Direktur Pemasaran PD CMJT Totok mengatakan, pihaknya telah melakukan pembelian pangan pokok strategis seperti cabai dan bawang sebanyak 3,5 ton yang bekerja sama dengan Dinas Ketahanan Pangan (Dishanpan) Jateng guna menjembatani pembelian langsung dari petani. Selain itu, BUMD tersebut juga menggandeng Bank Jateng untuk melakukan operasi pasar.

“Kemarin kita pembelian untuk Operasi Pasar di Kodya Semarang ada cabai 2 ton, bawang merah 1,5 ton. Efeknya luar biasa, saat itu harganya masih Rp70 ribu besoknya harga turun Rp53 ribu sampai RP55 ribu rupiah. Biarpun kecil, tapi efeknya bisa memengaruhi harga pasar,” tuturnya, Jumat (22/7/2022).
Baca juga: Bantu Atasi Inflasi, PKK Diminta Edukasi Pemanfaatan Lahan Sempit
Di sisi lain, Ketua Gabungan Kelompok Tani (Gapoktan) Unggul Makmur Wiyono menyadari, skema itu merupakan upaya pemerintah hadir saat harga pangan naik. Dengan demikian, beban harga tinggi tidak harus ditanggung oleh konsumen.

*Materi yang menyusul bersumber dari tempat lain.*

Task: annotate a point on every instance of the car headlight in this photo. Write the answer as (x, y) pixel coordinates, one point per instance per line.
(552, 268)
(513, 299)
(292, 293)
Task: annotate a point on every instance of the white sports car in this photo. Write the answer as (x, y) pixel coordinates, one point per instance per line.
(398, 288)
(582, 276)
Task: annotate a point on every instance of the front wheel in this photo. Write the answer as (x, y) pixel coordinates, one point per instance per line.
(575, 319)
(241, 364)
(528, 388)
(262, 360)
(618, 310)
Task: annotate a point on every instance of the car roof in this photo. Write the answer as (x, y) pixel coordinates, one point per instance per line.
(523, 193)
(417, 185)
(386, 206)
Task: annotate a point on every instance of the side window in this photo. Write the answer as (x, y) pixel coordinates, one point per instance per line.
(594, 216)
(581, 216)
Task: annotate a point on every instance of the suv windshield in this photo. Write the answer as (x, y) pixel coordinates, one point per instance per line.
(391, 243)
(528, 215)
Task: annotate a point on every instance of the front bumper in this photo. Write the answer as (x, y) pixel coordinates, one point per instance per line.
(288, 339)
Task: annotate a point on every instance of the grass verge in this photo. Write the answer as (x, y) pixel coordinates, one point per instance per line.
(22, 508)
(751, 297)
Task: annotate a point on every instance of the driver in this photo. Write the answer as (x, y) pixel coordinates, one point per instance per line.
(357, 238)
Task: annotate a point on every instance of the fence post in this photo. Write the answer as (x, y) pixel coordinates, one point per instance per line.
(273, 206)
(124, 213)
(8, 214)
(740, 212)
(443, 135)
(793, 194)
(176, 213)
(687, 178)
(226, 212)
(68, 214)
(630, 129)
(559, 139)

“Yang jelas untuk distribusi kan ada biayanya dari Brebes ke Semarang. Di situlah pemerintah itu hadir, sehingga harga dari kami petani dan konsumen tidak jomplang. Karena ongkos distribusi di tengah itu, kami sudah dibantu,” ujar petani di Desa Krasak, Kecamatan Brebes itu.
Ia menyebut, harga bawang merah di tingkat petani sempat menyentuh Rp45-50 ribu per kilogram. Sedangkan, di tingkat konsumen, harga bisa menyentuh Rp60 ribu per kilogram.

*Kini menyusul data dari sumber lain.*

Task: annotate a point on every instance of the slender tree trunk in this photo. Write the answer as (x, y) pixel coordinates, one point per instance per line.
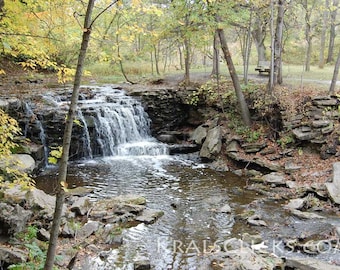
(187, 61)
(180, 57)
(151, 61)
(323, 36)
(240, 97)
(67, 141)
(216, 56)
(332, 31)
(278, 44)
(156, 59)
(308, 54)
(335, 75)
(2, 4)
(247, 49)
(258, 34)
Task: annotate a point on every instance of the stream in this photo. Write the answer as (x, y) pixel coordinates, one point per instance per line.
(188, 192)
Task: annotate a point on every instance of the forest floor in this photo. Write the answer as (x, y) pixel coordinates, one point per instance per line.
(291, 94)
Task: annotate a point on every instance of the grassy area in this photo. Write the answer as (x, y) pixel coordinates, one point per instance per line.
(137, 72)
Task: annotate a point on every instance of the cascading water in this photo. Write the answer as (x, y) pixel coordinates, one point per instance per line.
(115, 139)
(31, 117)
(116, 124)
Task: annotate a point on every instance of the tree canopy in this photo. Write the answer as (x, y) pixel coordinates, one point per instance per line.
(162, 35)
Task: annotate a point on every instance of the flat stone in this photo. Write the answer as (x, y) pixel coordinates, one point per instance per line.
(81, 206)
(256, 220)
(333, 188)
(320, 123)
(232, 146)
(12, 255)
(212, 144)
(225, 209)
(274, 178)
(291, 167)
(88, 229)
(79, 191)
(295, 204)
(325, 101)
(308, 264)
(199, 135)
(304, 135)
(327, 129)
(149, 216)
(141, 263)
(21, 162)
(305, 215)
(253, 147)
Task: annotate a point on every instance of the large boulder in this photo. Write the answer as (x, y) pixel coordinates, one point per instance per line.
(199, 134)
(13, 219)
(21, 162)
(333, 188)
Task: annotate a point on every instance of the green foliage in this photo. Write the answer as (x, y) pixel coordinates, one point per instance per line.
(36, 254)
(285, 140)
(212, 93)
(9, 128)
(55, 154)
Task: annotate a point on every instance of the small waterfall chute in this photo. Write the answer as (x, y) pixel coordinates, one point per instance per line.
(120, 126)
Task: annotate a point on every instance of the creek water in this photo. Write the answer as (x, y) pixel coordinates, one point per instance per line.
(122, 158)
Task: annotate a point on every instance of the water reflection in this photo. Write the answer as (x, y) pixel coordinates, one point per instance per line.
(189, 195)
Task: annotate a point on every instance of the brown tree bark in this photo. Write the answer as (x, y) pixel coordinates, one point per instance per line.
(240, 97)
(323, 36)
(332, 30)
(335, 75)
(278, 43)
(60, 194)
(258, 34)
(216, 56)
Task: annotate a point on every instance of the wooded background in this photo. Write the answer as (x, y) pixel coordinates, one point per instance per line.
(159, 36)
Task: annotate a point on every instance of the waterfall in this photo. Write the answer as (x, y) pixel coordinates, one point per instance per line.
(116, 125)
(31, 117)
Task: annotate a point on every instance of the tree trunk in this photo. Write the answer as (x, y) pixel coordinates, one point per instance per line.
(240, 97)
(180, 57)
(156, 59)
(258, 34)
(247, 50)
(332, 31)
(335, 75)
(216, 56)
(67, 141)
(323, 36)
(187, 61)
(278, 44)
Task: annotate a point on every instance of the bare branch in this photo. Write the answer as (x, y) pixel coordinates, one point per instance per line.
(28, 35)
(105, 9)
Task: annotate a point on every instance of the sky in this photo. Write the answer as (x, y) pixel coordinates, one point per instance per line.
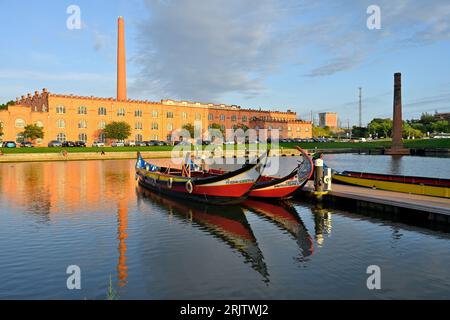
(307, 56)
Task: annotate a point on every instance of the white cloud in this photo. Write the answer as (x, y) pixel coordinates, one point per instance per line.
(202, 50)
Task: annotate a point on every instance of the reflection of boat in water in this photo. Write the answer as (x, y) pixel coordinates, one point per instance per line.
(228, 224)
(286, 217)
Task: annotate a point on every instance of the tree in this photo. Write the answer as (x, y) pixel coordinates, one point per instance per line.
(5, 105)
(440, 126)
(117, 130)
(426, 118)
(33, 132)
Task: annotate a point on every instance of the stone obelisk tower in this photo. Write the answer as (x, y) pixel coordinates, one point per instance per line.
(121, 63)
(397, 147)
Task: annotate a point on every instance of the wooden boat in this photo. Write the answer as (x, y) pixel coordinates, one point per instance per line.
(408, 184)
(284, 215)
(282, 187)
(204, 186)
(229, 226)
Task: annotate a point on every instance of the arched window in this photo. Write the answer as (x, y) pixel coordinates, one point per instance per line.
(102, 111)
(82, 110)
(61, 137)
(60, 109)
(60, 123)
(102, 137)
(82, 137)
(82, 124)
(20, 123)
(121, 112)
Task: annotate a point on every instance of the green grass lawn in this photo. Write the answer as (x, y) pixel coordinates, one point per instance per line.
(426, 143)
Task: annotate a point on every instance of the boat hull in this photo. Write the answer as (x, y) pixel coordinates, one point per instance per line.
(422, 189)
(228, 188)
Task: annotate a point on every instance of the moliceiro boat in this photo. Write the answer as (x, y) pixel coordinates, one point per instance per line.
(282, 187)
(408, 184)
(200, 185)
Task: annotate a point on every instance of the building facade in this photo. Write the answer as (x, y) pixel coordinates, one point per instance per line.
(77, 118)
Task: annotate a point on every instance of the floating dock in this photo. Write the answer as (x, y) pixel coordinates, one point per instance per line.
(432, 208)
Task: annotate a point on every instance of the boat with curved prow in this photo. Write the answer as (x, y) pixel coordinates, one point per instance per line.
(282, 187)
(204, 186)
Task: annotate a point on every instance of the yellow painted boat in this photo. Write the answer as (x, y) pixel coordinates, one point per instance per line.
(435, 187)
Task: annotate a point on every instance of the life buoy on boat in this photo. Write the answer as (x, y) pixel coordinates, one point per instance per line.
(189, 186)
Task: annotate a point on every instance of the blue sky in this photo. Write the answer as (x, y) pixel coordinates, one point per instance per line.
(301, 55)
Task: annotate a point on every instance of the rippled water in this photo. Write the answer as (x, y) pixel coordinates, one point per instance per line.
(93, 215)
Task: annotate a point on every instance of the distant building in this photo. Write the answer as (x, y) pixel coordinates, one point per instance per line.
(442, 116)
(77, 118)
(328, 119)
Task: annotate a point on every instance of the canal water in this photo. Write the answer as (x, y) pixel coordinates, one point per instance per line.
(93, 215)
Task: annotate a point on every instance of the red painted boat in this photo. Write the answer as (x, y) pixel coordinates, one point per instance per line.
(204, 186)
(282, 187)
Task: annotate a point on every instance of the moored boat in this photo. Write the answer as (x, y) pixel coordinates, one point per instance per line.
(200, 185)
(282, 187)
(436, 187)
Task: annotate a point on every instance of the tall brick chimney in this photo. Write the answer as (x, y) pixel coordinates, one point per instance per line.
(121, 63)
(397, 125)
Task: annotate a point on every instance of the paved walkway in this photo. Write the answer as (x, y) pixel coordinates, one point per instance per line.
(397, 199)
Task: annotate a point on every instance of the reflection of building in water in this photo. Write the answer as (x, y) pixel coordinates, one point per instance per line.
(65, 187)
(122, 219)
(286, 217)
(322, 221)
(230, 225)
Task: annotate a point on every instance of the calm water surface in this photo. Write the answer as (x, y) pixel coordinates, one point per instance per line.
(93, 215)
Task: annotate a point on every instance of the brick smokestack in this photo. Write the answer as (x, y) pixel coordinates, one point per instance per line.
(121, 63)
(397, 141)
(397, 126)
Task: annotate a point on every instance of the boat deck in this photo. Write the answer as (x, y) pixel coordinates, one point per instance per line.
(422, 203)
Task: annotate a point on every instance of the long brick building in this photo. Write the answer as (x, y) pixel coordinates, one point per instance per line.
(72, 117)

Dikatakan Wiyono, pemerintah melalui Dinas Ketahanan Pangan dan CMJT sepakat membantu biaya distribusi, besarannya Rp1.500 tiap kilogram bawang.
“Misalnya harga bawang merah di petani Rp45 ribu, kalau ongkos tidak dibantu, ya ada tambahan Rp1.500 per kilogram, jadi jualnya bisa Rp46.500. Tapi karena dibantu, ya harganya sama dengan di sini,” jelasnya.

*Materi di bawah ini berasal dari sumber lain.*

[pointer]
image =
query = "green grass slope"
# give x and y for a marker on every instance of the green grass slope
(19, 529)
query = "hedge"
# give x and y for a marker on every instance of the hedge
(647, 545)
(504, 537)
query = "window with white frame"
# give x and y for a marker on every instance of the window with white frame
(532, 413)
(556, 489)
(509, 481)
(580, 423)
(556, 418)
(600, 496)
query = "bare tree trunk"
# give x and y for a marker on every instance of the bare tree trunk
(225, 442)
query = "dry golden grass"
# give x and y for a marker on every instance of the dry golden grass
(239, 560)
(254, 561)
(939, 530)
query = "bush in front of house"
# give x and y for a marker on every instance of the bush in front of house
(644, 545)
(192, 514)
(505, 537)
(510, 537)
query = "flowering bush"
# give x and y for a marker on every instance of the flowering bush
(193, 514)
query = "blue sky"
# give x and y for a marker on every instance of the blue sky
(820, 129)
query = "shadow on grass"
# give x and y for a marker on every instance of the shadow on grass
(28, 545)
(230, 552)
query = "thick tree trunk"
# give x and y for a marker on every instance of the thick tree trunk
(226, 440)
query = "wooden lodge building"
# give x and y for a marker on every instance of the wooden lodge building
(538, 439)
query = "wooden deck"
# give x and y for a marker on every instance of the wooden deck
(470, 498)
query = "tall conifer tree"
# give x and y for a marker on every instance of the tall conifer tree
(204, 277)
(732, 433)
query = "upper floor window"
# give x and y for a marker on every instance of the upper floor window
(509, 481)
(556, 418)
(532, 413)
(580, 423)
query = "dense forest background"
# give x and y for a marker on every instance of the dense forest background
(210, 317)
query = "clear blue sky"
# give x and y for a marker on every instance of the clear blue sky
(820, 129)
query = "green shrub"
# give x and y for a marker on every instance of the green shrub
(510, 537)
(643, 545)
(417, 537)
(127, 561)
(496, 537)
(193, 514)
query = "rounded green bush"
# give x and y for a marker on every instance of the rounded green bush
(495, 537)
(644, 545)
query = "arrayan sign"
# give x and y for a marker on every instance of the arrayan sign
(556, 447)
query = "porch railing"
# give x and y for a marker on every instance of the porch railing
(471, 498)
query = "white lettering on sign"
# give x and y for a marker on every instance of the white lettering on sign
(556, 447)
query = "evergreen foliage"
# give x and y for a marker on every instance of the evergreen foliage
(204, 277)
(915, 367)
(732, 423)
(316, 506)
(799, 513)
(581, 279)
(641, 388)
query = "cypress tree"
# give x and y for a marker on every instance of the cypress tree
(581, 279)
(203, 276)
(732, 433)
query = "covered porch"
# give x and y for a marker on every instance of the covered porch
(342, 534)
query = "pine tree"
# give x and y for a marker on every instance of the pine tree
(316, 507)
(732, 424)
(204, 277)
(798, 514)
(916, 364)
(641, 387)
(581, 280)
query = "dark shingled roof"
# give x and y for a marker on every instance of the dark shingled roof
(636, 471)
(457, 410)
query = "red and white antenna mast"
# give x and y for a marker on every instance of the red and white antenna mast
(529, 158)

Ia mengatakan, saat ini harga bawang merah di tingkat petani sedang mengalami penurunan, yakni di kisaran Rp30 ribu. Selain karena musim panen, kondisi banjir yang sempat melanda menyebabkan kualitas bawang merah menurun.
Baca juga: Harga Telur dan Sayur Masih Alami Kenaikan, Pedagang di Pasar Manis Banyumas Wadul ke Ganjar
“Kami maunya berkelanjutan (program pemerintah). Baik pas sedang harga komoditas murah maupun sedang mahal seperti ini,” harapnya.
Menurut Data BPS, inflasi Jateng pada Juni 2022 mencapai 0,85 persen, lebih tinggi dibanding inflasi nasional 0,61 persen. Sementara bila dilihat tahun ke tahun angka inflasi Jateng berada pada 4,97 persen, sementara di nasional inflasi berada pada 4,35 persen.
Adapun, penyebab utama inflasi di Jawa Tengah Juni 2022 adalah kenaikan sejumlah kebutuhan, seperti harga cabai merah, cabai rawit, bawang merah, angkutan udara, dan telur ayam ras.
Sedangkan, penahan utama inflasi di Jawa Tengah adalah penurunan harga minyak goreng, daging ayam ras, bawang putih, angkutan antar kota, dan laptop/notebook.